To mind my, all perfectly normal, rational things of which to be scared. But here is another list:

Things of which I shouldn't be scared, and wasn't until recently, but that now freak the bejeezus out of me:

1. Moving house
2. Home dialysis

Regular readers will know that Home Dialysis has represented a shining beacon of hope for me these last few months and I would have chewed my arm off (the right one - I need my left arm for all the dialysis) for the chance to perform my own treatment at home. Well....it looks like it might finally be happening. I have had an offer accepted on a dialysis-machine friendly flat, and as long as the landlord doesn't bend me over and take me from behind in the next couple of days, I should be moving in within a week or so. I start my formal home dialysis training at the end of January, although I already have mastered most of the process so it shouldn't be too much longer before my friendly local dialysis technicians (whose names are David Gandy and John Barnes, which NOBODY else at hospital seems to find funny) pop round for a cuppa and a spot of dialysis machine installation.

In all the hulla-balloo of finding and securing a flat, I had not even stopped to think about the reality of actually undertaking my much-longed for home dialysis. Now that it is, hopefully, only weeks away, fantasies of a fridge packed with Diet Coke and a Friday night in a bar instead of half-comatose on my sofa have given way to the realisation that I shall have to have dialysis every day. Eventually, I shall start a nocturnal regime which equates to six hours of gentle dialysis six nights a week; but this, I recently learnt, is black belt dialysis. For a novice such as myself, the hospital insist on my maintaining a daytime regime until I am comfortable and proficient enough to hook up at bedtime without inadvertently killing myself. Either way, I shall still have to needle myself every day and these first few months are going to involve some long and lonely sessions hooked up to the machine with just Bear and my echoing flat for company.
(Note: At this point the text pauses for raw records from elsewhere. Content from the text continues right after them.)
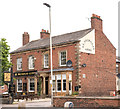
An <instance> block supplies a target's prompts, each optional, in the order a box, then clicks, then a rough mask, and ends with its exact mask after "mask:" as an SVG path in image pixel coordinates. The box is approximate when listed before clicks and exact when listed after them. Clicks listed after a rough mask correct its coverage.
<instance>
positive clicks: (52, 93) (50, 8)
mask: <svg viewBox="0 0 120 109" xmlns="http://www.w3.org/2000/svg"><path fill="white" fill-rule="evenodd" d="M43 5H45V6H47V7H48V8H49V23H50V24H49V26H50V60H51V81H50V84H51V105H53V86H52V75H53V68H52V37H51V6H50V5H49V4H47V3H43Z"/></svg>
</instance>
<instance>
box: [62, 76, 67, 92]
mask: <svg viewBox="0 0 120 109" xmlns="http://www.w3.org/2000/svg"><path fill="white" fill-rule="evenodd" d="M64 80H66V74H62V92H66V90H63V88H64V85H63V84H64V82H63V81H64ZM65 83H67V82H65ZM65 85H66V84H65Z"/></svg>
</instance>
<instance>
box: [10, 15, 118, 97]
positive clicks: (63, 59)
mask: <svg viewBox="0 0 120 109" xmlns="http://www.w3.org/2000/svg"><path fill="white" fill-rule="evenodd" d="M22 38H23V46H22V47H20V48H18V49H16V50H14V51H12V52H11V53H10V56H11V62H12V64H13V74H14V78H15V79H14V84H15V93H17V94H18V93H21V92H26V93H27V94H33V95H34V94H37V93H38V90H39V89H40V90H41V91H40V93H41V95H46V96H50V95H51V87H50V80H51V73H50V72H51V71H50V66H51V65H50V46H49V45H50V44H49V42H50V34H49V32H48V31H46V30H42V31H41V32H40V39H38V40H33V41H29V34H28V32H24V34H23V36H22ZM52 42H53V45H52V46H53V47H52V49H53V77H52V80H53V94H54V96H65V95H71V94H72V93H74V92H78V93H79V96H108V95H110V92H111V91H115V90H116V75H115V74H116V49H115V47H114V46H113V45H112V44H111V42H110V41H109V39H108V38H107V37H106V35H105V34H104V33H103V26H102V19H101V17H100V16H98V15H95V14H93V15H92V17H91V27H90V28H88V29H84V30H80V31H75V32H71V33H67V34H62V35H58V36H53V37H52Z"/></svg>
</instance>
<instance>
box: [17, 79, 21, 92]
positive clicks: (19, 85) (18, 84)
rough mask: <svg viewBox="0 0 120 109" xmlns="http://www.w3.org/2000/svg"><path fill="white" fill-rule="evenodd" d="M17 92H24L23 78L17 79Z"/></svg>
mask: <svg viewBox="0 0 120 109" xmlns="http://www.w3.org/2000/svg"><path fill="white" fill-rule="evenodd" d="M17 92H22V79H18V80H17Z"/></svg>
Away from the dialysis side of things, the new flat is in Clapham which means leaving my beloved North London and all that sail within her. I'm incredibly lucky to have some friends and family south of the river, and having lived in Clapham once before it is not totally foreign, but I have established a life in Islington, I love it, and I shall be so sad to say goodbye to both the borough and all my friends who live here. The thought of leaving Maisy to go and live by myself is...well, after bursting into tears once already this evening, we have decided not to think about it until the removal van is parked outside.
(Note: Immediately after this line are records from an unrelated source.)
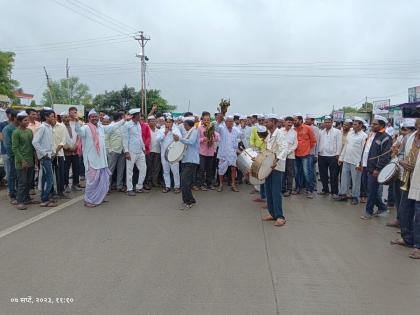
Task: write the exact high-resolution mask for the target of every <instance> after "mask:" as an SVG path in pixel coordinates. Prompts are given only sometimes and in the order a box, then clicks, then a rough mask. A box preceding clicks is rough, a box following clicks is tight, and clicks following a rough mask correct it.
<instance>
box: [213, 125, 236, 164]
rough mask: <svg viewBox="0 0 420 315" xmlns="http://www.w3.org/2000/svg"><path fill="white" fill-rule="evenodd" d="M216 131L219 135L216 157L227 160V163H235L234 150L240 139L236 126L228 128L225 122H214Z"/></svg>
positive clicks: (235, 161)
mask: <svg viewBox="0 0 420 315" xmlns="http://www.w3.org/2000/svg"><path fill="white" fill-rule="evenodd" d="M216 131H217V132H218V133H219V135H220V142H219V151H218V152H217V158H218V159H220V160H224V161H228V162H229V164H235V163H236V157H237V155H236V150H237V149H238V143H239V141H240V140H241V132H240V131H239V130H238V129H237V128H233V127H232V129H231V130H229V129H228V128H227V127H226V125H225V123H220V124H216Z"/></svg>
I am scared. I am really, really, really scared. My illness has engendered great swells of fear in me in the past, but there is not really a lot you can do about your haemaglobin falling life-threateningly low, or a two-week spell of insomnia, apart from prostrate yourself before medical professionals and hope for the best. I have chosen home dialysis, I have demanded it, so I only have myself to blame. Yet it is only as HD approaches that I am beginning to see what it truly looks like and the fear is compounded by the knowledge that I could back out if I really wanted, for its not yet too late....
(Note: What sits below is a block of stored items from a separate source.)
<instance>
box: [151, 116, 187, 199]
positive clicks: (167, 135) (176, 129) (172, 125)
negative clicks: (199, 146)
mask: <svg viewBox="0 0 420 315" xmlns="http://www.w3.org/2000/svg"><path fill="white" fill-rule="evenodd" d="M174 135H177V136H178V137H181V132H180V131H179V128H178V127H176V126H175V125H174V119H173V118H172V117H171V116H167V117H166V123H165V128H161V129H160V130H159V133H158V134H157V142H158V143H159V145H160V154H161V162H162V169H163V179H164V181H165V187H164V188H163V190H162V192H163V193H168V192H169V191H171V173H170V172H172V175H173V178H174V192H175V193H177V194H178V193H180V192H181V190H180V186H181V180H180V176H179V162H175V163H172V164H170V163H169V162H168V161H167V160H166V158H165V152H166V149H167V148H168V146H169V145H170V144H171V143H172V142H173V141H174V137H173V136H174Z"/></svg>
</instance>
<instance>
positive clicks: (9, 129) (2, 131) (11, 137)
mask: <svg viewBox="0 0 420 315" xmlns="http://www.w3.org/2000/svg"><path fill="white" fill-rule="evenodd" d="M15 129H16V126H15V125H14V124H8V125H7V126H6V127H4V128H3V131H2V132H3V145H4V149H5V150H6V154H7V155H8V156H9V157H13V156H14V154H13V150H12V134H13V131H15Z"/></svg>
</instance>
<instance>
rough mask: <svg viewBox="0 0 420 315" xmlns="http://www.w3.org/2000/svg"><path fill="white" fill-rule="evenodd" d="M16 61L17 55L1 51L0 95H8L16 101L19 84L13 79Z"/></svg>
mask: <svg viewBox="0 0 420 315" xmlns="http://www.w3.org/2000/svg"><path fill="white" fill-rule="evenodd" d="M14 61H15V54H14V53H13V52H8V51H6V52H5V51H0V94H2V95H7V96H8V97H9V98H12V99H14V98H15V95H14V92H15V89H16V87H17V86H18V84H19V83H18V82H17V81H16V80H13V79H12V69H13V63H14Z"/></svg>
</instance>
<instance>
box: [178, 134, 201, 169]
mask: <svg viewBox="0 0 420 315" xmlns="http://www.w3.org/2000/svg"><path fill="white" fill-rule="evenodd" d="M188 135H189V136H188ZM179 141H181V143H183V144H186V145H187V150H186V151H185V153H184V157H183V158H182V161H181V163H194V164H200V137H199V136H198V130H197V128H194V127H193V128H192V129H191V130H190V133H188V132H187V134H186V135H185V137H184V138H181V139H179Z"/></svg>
...except, as terrified as I am, fear is not a reason not to do it. In fact it is the most ridiculous reason for not doing something, apart, perhaps, from jumping into a crocodile-infested lake, but surely common sense would kick in before the fear. Yes, I am frightened, but I am more frightened of living any more time than is absolutely necessary in the way I am now. As I right, on a Sunday night, I am once again fluid overloaded despite barely having eaten or drunk anything and feeling the tremendous discomfort of being full to bursting with toxins. By tomorrow I shall feel worse, but will still have to go to work (I have digits I didn't even know I had crossed for a snow day). Anything is better than not having to go through this every week, to not being able to drink when I am thirsty, to being scared of food because it poisons me, to missing out on a social life, on relationships, or a career. The only combatant to fear is hope and I remain steadfast in my belief that as hard as home dialysis might be, it cannot be worse than what is happening now. Or being eaten by a crocodile.